New Zealand Rugby (NZR) want to change the way the game will be managed as they attempt to halt the decline in player numbers and reduce operating costs.
NZR undertook a review of rugby earlier this year involving all 26 provincial unions and five Super Rugby clubs, to ensure the sport remains sustainable over the next decade.
The review identified a number of opportunities to grow revenue and remove inefficiencies that could allow rugby to access potential $20-30 million for reinvestment into the game.
That could mean provincial unions change their main focus from chasing success in the domestic competition, the Mitre 10 Cup, to increasing participation and looking after the club game at a local level.
That would leave the Super Rugby sides to manage player identification and development.
It's been suggested the individual unions will have to give up their development programmes in favour of centralised academy's based at the Super Rugby franchise bases.

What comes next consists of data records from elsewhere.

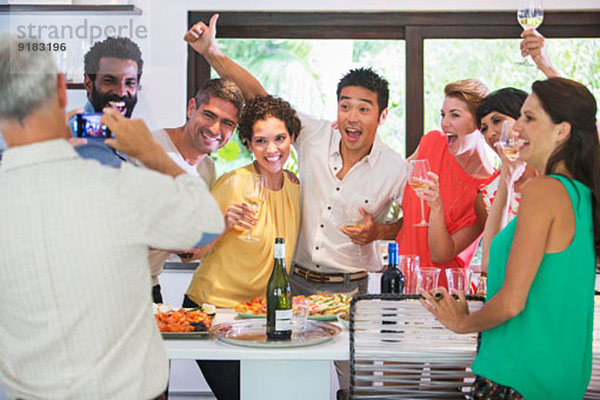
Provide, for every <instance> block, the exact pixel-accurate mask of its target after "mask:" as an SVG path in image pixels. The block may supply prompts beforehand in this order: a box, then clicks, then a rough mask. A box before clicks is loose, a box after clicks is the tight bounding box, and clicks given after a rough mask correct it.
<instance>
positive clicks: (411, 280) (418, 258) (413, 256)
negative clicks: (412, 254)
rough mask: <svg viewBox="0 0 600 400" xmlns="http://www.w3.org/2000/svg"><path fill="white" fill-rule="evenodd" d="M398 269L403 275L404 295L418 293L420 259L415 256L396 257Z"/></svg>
mask: <svg viewBox="0 0 600 400" xmlns="http://www.w3.org/2000/svg"><path fill="white" fill-rule="evenodd" d="M398 267H399V268H400V271H402V274H403V275H404V293H405V294H417V293H419V291H418V288H419V275H420V274H419V267H420V258H419V256H417V255H411V254H402V255H400V256H399V257H398Z"/></svg>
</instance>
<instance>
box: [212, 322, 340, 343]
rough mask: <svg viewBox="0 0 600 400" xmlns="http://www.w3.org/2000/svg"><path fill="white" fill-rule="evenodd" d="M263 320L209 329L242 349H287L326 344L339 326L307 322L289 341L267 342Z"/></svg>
mask: <svg viewBox="0 0 600 400" xmlns="http://www.w3.org/2000/svg"><path fill="white" fill-rule="evenodd" d="M266 329H267V322H266V320H265V319H245V320H240V321H230V322H224V323H221V324H218V325H215V326H214V327H213V328H212V329H211V333H213V334H214V335H215V336H216V337H217V338H218V339H219V340H221V341H223V342H225V343H229V344H233V345H236V346H243V347H258V348H289V347H305V346H313V345H316V344H320V343H324V342H327V341H329V340H331V339H333V337H334V336H336V335H338V334H339V333H340V332H341V331H342V329H341V328H340V327H339V326H336V325H333V324H329V323H327V322H322V321H307V322H306V327H305V329H304V330H303V331H301V332H292V338H291V339H290V340H276V341H269V340H267V335H266Z"/></svg>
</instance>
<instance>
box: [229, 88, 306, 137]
mask: <svg viewBox="0 0 600 400" xmlns="http://www.w3.org/2000/svg"><path fill="white" fill-rule="evenodd" d="M269 117H273V118H277V119H278V120H281V121H283V123H284V124H285V127H286V128H287V130H288V133H289V134H290V136H291V137H293V138H297V137H298V135H299V134H300V128H301V124H300V119H299V118H298V114H297V113H296V110H294V109H293V108H292V106H291V105H290V103H288V102H287V101H285V100H283V99H280V98H278V97H274V96H270V95H268V96H257V97H255V98H254V99H252V100H250V101H249V102H248V103H246V106H245V107H244V110H243V111H242V116H241V118H240V123H239V125H238V135H239V137H240V140H241V141H242V142H243V143H244V144H245V145H246V147H248V148H249V146H248V145H249V143H250V142H251V141H252V134H253V128H254V124H255V123H256V121H262V120H266V119H267V118H269Z"/></svg>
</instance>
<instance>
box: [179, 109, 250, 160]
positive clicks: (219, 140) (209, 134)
mask: <svg viewBox="0 0 600 400" xmlns="http://www.w3.org/2000/svg"><path fill="white" fill-rule="evenodd" d="M187 115H188V121H187V122H186V124H185V126H184V128H183V129H184V135H185V140H186V141H188V143H190V144H191V146H192V147H193V148H194V149H195V150H196V151H197V152H198V153H201V154H208V153H211V152H213V151H215V150H218V149H220V148H221V147H223V146H224V145H225V144H226V143H227V141H228V140H229V138H230V137H231V135H232V134H233V131H234V129H235V127H236V125H237V123H238V109H237V107H236V106H235V105H234V104H233V103H231V102H229V101H227V100H223V99H220V98H217V97H211V98H210V99H209V101H208V103H206V104H200V106H199V107H198V108H197V109H196V100H195V99H194V98H192V99H190V101H189V103H188V111H187Z"/></svg>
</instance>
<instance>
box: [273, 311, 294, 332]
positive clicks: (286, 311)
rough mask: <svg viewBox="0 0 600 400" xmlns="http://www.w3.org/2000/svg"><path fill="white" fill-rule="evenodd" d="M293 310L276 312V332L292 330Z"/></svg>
mask: <svg viewBox="0 0 600 400" xmlns="http://www.w3.org/2000/svg"><path fill="white" fill-rule="evenodd" d="M292 315H293V311H292V310H275V330H276V331H291V330H292Z"/></svg>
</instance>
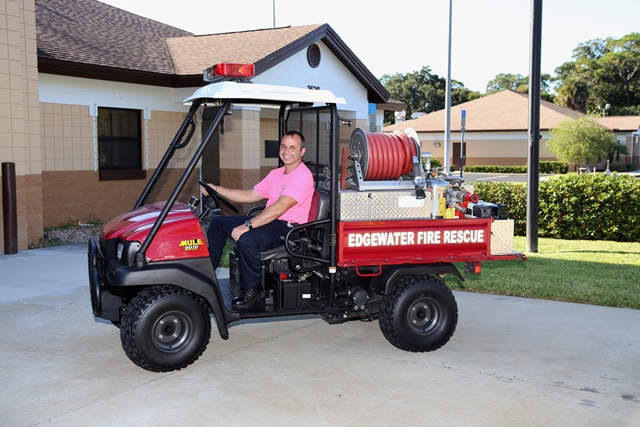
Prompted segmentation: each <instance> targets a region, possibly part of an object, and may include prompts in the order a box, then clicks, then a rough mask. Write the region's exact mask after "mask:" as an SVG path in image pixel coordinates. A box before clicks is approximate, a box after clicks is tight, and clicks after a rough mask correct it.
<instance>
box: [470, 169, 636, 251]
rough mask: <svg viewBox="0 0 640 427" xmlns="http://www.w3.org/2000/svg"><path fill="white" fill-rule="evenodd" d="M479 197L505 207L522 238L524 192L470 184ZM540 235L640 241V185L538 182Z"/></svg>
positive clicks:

The Mitre 10 Cup format could also be overhauled.
The review outlined five key areas, the high performance pathway, expenditure, resourcing, domestic competitions and revenue growth.

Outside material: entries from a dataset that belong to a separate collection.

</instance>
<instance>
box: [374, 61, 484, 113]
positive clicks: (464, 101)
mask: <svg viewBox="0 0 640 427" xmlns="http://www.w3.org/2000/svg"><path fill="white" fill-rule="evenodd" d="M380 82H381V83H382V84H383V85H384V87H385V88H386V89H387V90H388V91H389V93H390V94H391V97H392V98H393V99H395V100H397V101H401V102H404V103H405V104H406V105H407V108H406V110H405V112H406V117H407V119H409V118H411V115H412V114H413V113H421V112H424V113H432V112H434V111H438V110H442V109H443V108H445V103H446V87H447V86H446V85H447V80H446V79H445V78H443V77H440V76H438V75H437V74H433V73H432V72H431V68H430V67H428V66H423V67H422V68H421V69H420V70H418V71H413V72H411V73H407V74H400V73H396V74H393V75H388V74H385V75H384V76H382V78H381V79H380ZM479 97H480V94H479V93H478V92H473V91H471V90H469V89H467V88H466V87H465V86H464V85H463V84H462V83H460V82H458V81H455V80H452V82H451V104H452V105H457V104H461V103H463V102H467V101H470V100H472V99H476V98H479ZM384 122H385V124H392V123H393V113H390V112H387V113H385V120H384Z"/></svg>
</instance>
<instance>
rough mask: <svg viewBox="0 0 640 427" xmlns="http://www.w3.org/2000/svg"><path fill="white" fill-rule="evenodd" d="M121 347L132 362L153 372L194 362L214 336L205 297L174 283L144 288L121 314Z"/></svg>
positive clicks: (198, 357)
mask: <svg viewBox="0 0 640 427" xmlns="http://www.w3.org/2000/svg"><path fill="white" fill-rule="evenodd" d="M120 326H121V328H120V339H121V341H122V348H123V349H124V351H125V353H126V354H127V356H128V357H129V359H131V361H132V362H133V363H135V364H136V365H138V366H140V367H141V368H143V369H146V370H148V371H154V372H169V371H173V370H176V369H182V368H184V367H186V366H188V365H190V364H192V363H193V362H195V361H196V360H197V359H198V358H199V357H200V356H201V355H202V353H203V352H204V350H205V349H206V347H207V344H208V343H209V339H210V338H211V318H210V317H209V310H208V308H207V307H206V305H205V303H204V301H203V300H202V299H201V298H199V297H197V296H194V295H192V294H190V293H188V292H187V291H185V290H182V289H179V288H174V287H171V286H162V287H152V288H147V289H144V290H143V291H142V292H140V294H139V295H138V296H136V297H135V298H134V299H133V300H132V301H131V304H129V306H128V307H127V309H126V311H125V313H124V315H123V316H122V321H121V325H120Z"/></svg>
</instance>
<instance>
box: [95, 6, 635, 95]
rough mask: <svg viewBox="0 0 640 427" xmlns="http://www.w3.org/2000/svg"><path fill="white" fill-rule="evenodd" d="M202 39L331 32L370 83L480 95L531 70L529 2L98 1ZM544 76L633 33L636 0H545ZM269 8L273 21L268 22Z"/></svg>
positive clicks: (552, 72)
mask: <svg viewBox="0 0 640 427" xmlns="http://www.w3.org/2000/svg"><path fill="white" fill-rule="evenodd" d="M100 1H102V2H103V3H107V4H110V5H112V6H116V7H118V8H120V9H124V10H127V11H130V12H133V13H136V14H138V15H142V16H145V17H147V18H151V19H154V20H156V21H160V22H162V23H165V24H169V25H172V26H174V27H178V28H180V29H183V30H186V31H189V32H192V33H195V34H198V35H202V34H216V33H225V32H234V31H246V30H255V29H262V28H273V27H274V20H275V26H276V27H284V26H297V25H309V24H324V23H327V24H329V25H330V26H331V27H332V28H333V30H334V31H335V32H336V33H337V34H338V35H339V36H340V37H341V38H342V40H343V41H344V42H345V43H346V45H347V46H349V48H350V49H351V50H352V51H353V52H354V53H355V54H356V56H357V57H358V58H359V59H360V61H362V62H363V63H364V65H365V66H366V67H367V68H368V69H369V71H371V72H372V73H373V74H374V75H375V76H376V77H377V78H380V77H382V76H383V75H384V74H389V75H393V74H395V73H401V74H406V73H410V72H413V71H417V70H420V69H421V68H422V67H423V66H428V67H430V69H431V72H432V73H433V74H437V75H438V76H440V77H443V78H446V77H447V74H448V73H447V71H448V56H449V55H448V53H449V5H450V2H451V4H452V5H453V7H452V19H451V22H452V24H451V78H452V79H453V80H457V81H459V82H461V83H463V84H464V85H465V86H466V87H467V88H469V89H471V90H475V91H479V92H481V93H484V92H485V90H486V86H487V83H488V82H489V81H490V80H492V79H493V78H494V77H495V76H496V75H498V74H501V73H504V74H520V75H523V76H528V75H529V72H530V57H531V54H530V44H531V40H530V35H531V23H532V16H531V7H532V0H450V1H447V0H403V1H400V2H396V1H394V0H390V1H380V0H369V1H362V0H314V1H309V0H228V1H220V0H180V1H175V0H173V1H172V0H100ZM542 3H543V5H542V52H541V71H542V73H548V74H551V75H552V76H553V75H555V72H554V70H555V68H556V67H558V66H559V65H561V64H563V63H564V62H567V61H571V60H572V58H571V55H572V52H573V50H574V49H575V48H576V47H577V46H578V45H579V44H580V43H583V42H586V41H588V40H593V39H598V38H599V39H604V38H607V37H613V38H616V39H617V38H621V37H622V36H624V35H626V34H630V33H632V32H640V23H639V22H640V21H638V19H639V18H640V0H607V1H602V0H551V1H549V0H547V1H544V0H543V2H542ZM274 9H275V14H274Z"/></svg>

The Unions will be given time to consider the recommendations and give their feedback before NZR's board meeting next month.

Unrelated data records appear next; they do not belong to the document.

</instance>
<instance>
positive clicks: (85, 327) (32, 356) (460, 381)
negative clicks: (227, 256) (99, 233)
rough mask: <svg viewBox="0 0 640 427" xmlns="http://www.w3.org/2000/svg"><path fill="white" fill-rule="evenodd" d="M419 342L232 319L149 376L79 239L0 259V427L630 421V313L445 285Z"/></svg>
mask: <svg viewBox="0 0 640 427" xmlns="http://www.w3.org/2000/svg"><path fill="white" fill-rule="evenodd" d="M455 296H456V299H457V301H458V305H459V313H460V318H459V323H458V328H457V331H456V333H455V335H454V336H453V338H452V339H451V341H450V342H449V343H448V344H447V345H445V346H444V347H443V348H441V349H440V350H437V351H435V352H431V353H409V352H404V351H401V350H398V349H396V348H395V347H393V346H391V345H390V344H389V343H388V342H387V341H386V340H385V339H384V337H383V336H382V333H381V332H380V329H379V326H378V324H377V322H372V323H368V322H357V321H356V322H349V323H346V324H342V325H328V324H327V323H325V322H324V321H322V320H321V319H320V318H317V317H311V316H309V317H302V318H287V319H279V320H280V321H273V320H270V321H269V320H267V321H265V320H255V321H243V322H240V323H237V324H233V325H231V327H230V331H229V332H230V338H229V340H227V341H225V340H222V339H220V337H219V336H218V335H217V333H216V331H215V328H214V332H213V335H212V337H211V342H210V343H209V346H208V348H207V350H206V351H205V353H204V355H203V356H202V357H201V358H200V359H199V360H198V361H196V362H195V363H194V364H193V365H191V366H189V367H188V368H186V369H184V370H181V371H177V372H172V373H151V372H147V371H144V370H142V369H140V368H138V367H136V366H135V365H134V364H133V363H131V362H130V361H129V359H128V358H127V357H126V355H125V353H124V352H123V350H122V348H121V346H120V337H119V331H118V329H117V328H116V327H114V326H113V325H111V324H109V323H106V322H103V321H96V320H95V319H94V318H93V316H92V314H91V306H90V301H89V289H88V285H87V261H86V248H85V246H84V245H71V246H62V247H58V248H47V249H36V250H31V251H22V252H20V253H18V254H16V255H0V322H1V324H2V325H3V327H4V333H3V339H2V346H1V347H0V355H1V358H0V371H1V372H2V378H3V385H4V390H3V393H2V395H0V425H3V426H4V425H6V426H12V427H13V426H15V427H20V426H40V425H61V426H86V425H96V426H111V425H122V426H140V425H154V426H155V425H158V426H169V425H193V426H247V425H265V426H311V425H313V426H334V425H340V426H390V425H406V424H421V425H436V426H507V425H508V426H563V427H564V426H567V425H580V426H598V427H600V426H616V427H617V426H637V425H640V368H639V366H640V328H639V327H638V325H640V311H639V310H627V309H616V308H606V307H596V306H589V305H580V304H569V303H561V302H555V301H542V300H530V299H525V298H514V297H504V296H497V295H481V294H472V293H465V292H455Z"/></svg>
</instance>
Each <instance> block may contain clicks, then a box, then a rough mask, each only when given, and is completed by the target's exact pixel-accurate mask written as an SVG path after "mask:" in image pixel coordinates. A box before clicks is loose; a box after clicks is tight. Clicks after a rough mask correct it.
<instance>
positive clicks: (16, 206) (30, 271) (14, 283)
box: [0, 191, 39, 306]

NZR Chief Executive Mark Robinson said consultation would now begin on the opportunities presented.
"We will now work closely with Provincial Unions and Super Rugby Clubs and other stakeholders to assess the Review findings, and determine what is practical and desirable, to ensure that we continue to deliver rugby in a way that is economically viable and relevant to fans and the community.
"This is an important opportunity to stand back, look at the needs across all levels of rugby, from community to elite, and ensure we have the right priorities in place to keep boys, girls, men and women in New Zealand continuing to have a lifelong love of the game. We know that rugby in our regions has a rich and proud history and we want to maintain that connection.
"No decisions have been made. This next phase is about consultation and for rugby to determine which path we think is best for the game's future."
Consultation will commence immediately and take place during early March through a number of workshops involving Provincial Unions, Super Rugby Clubs, NZR staff and other stakeholders.